RE: The alternative to the living wage.
May 15, 2014 at 12:42 am
(This post was last modified: May 15, 2014 at 12:42 am by FlyingNarwhal.)
(May 14, 2014 at 9:02 pm)Heywood Wrote:(May 14, 2014 at 8:48 pm)FlyingNarwhal Wrote: How do we pay for this? I just did a rough calculation of 25,000 (dollars paid per individual) by 300 million (rounded down total population of U.S.) and came up with $7,500,000,000,000 per year. I like the idea, just would like to know how this doesn't put us further in debt.
$25,000 is the exemption. A universal basic income would be about half....so now we are talking about 3.25 trillion a year which is close to what we spend now. Because there is no minimum wage, business profits would be higher which translates into even more income for the government to re-distribute. Taxes might still have to be raised, but such a system is not untenable.

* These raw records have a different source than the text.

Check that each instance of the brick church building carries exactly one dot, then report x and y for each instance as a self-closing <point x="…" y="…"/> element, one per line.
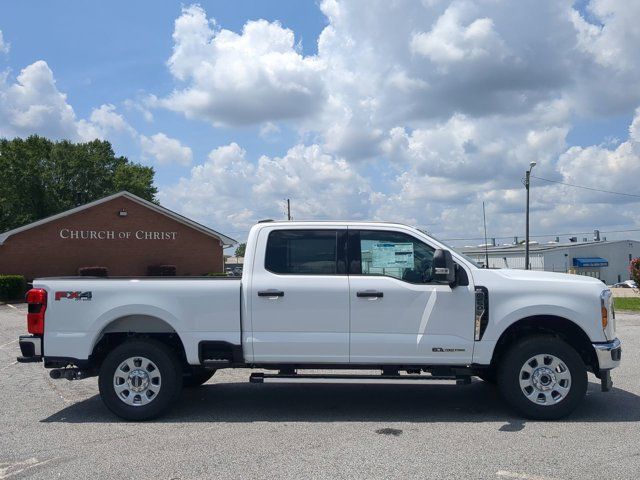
<point x="126" y="234"/>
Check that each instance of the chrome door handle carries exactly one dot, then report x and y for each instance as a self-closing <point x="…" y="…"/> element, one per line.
<point x="370" y="294"/>
<point x="270" y="293"/>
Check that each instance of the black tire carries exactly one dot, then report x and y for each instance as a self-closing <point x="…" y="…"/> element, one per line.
<point x="168" y="377"/>
<point x="195" y="376"/>
<point x="512" y="365"/>
<point x="489" y="376"/>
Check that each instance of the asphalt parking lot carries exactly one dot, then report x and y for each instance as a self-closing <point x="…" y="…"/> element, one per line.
<point x="232" y="429"/>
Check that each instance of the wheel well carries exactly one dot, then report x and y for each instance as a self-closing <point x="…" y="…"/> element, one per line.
<point x="139" y="327"/>
<point x="559" y="327"/>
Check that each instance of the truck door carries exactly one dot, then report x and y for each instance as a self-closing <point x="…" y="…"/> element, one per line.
<point x="398" y="315"/>
<point x="300" y="296"/>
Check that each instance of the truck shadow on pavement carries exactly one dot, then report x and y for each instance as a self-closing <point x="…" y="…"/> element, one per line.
<point x="245" y="402"/>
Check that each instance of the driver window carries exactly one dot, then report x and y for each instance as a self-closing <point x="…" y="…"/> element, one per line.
<point x="392" y="254"/>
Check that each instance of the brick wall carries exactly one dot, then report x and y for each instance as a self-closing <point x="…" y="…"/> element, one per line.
<point x="125" y="245"/>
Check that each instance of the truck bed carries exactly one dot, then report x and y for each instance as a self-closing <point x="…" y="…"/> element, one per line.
<point x="81" y="309"/>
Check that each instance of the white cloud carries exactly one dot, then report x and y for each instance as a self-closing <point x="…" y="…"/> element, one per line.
<point x="4" y="46"/>
<point x="235" y="79"/>
<point x="457" y="36"/>
<point x="165" y="150"/>
<point x="34" y="105"/>
<point x="232" y="191"/>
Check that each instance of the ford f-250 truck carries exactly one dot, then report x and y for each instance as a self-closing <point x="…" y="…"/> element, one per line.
<point x="337" y="296"/>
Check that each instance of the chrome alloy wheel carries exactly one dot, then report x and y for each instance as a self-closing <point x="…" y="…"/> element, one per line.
<point x="137" y="381"/>
<point x="545" y="379"/>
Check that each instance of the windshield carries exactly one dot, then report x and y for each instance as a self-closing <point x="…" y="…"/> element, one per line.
<point x="454" y="249"/>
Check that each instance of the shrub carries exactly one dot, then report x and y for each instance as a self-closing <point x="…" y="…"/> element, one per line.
<point x="93" y="271"/>
<point x="634" y="269"/>
<point x="12" y="287"/>
<point x="161" y="270"/>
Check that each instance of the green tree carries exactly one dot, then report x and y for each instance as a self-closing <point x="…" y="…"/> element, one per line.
<point x="240" y="250"/>
<point x="39" y="177"/>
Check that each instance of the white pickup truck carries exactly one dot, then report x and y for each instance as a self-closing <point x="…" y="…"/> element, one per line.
<point x="339" y="296"/>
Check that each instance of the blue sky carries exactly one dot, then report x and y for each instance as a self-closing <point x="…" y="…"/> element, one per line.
<point x="408" y="111"/>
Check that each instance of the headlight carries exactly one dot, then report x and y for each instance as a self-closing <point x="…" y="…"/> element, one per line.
<point x="605" y="307"/>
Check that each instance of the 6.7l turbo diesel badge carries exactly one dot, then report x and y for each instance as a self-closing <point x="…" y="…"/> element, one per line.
<point x="77" y="296"/>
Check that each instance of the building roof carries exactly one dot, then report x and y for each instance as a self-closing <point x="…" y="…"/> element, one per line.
<point x="226" y="241"/>
<point x="538" y="247"/>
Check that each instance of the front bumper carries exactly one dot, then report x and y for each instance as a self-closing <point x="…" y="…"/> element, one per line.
<point x="608" y="354"/>
<point x="31" y="349"/>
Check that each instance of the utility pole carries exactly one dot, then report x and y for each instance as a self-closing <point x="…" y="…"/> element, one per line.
<point x="527" y="184"/>
<point x="486" y="245"/>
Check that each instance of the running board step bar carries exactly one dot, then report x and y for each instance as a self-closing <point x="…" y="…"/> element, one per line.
<point x="341" y="378"/>
<point x="216" y="363"/>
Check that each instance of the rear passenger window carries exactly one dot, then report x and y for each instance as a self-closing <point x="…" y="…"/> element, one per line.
<point x="308" y="252"/>
<point x="390" y="254"/>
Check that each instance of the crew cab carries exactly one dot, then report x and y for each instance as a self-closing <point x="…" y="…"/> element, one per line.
<point x="353" y="297"/>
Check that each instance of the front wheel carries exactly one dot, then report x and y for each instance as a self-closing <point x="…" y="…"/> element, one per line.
<point x="542" y="377"/>
<point x="140" y="379"/>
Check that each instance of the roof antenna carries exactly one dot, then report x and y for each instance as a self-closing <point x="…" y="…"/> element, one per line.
<point x="486" y="245"/>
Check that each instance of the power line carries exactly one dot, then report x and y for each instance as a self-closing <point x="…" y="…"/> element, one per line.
<point x="587" y="188"/>
<point x="545" y="235"/>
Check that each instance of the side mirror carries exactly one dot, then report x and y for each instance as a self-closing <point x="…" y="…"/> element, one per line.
<point x="443" y="267"/>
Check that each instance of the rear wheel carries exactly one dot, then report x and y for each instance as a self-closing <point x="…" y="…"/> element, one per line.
<point x="196" y="376"/>
<point x="140" y="379"/>
<point x="543" y="378"/>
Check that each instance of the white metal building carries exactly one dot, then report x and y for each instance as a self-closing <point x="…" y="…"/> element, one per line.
<point x="606" y="260"/>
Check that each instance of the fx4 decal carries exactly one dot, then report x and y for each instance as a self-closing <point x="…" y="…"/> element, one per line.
<point x="84" y="296"/>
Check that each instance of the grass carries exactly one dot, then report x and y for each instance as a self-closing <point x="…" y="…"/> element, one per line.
<point x="627" y="303"/>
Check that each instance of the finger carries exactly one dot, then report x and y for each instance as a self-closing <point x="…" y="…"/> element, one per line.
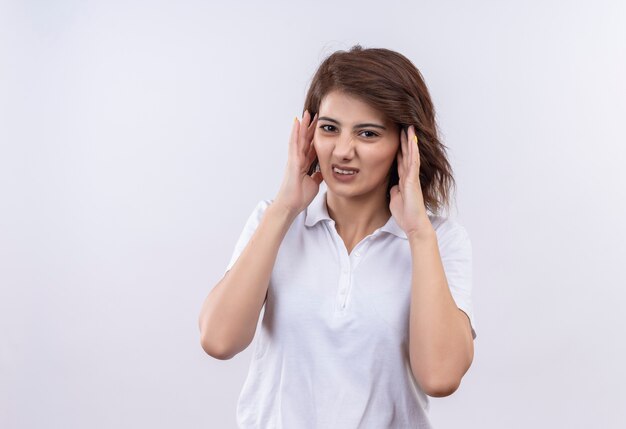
<point x="311" y="129"/>
<point x="414" y="154"/>
<point x="406" y="154"/>
<point x="400" y="165"/>
<point x="302" y="143"/>
<point x="310" y="156"/>
<point x="293" y="139"/>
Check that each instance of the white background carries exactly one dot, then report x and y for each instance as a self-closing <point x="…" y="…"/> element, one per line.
<point x="137" y="136"/>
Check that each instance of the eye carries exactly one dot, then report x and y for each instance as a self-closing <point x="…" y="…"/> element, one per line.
<point x="373" y="134"/>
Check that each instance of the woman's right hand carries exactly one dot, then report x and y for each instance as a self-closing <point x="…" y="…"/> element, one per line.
<point x="298" y="189"/>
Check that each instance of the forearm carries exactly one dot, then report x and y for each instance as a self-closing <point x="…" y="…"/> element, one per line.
<point x="440" y="352"/>
<point x="230" y="313"/>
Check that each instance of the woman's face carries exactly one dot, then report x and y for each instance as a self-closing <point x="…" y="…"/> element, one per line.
<point x="352" y="134"/>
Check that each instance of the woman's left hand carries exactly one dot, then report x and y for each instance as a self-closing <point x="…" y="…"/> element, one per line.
<point x="407" y="202"/>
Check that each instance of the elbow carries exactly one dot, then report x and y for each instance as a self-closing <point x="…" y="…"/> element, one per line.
<point x="439" y="388"/>
<point x="217" y="351"/>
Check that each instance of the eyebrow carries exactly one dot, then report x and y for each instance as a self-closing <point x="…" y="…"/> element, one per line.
<point x="355" y="127"/>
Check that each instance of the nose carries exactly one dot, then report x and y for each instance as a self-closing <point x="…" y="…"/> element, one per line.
<point x="344" y="148"/>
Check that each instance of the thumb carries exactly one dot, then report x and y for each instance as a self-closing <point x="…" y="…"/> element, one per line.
<point x="317" y="177"/>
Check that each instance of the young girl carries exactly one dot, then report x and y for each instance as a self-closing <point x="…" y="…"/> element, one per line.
<point x="366" y="286"/>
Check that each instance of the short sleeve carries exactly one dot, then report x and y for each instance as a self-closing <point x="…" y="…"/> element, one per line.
<point x="251" y="225"/>
<point x="455" y="249"/>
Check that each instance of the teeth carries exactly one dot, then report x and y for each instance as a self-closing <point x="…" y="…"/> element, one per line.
<point x="343" y="171"/>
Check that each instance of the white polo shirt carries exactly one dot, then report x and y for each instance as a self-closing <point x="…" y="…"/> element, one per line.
<point x="332" y="350"/>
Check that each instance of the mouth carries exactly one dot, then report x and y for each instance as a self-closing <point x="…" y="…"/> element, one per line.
<point x="344" y="175"/>
<point x="341" y="169"/>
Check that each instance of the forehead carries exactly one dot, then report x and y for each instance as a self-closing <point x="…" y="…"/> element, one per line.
<point x="340" y="105"/>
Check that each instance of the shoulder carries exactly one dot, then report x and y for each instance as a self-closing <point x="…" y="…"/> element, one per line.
<point x="449" y="231"/>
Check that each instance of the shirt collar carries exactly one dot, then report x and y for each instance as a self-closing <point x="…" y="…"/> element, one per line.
<point x="317" y="211"/>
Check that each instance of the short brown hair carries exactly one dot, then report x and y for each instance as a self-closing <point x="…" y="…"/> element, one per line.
<point x="391" y="84"/>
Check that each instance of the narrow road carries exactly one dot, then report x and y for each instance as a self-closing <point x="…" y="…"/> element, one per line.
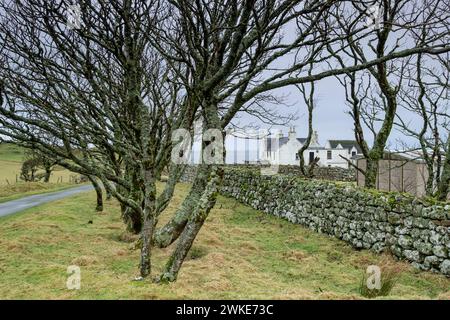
<point x="18" y="205"/>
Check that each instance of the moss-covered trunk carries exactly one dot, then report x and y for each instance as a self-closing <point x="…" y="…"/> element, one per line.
<point x="172" y="230"/>
<point x="193" y="226"/>
<point x="444" y="184"/>
<point x="99" y="193"/>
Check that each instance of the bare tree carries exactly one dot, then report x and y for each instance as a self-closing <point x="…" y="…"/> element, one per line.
<point x="396" y="22"/>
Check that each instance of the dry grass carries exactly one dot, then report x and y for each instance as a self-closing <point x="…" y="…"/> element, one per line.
<point x="239" y="254"/>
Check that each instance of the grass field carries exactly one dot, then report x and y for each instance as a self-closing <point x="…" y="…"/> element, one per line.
<point x="239" y="254"/>
<point x="11" y="158"/>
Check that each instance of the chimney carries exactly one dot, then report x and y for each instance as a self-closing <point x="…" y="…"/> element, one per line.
<point x="279" y="134"/>
<point x="292" y="134"/>
<point x="315" y="138"/>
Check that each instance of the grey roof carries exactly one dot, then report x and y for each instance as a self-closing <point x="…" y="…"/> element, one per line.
<point x="346" y="144"/>
<point x="283" y="140"/>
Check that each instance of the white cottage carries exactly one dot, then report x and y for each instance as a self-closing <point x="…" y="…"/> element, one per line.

Ok that sounds doable. As your explaining it, I'm liking the idea of it more and more. I think that this kills two (or maybe several) birds with one stone. It gives a universal safety net, allowing people to not worry about hitting complete bottom and autonomy in their career choice. It also provides for the fact that their will always be a certain amount of the population that will try and do the least amount of work possible, which if I'm getting this correctly could give employees better leverage in determining their wages. If everyone automatically has enough money to live minimally without a job even if they choose to work, and a portion of the population chooses not to work, that means there would be a higher demand for employees. McDonald's can pay $8.00 an hour and not give a raise because they have their employees by the balls, there is a lot of people looking for work and only so many jobs. If I have the money to walk out any time and not worry about starving, and if there are less people willing to work, it means at the end of the year the cashier can leverage a raise out of his employer.
(May 14, 2014 at 9:47 pm)Cato Wrote:(May 14, 2014 at 8:48 pm)FlyingNarwhal Wrote: How do we pay for this? I just did a rough calculation of 25,000 (dollars paid per individual) by 300 million (rounded down total population of U.S.) and came up with $7,500,000,000,000 per year. I like the idea, just would like to know how this doesn't put us further in debt.
Show your work.
Not the calculation, but the basis for your assumptions.
It was just a question, I just wanted to know how/if it didn't add to the national tax burden.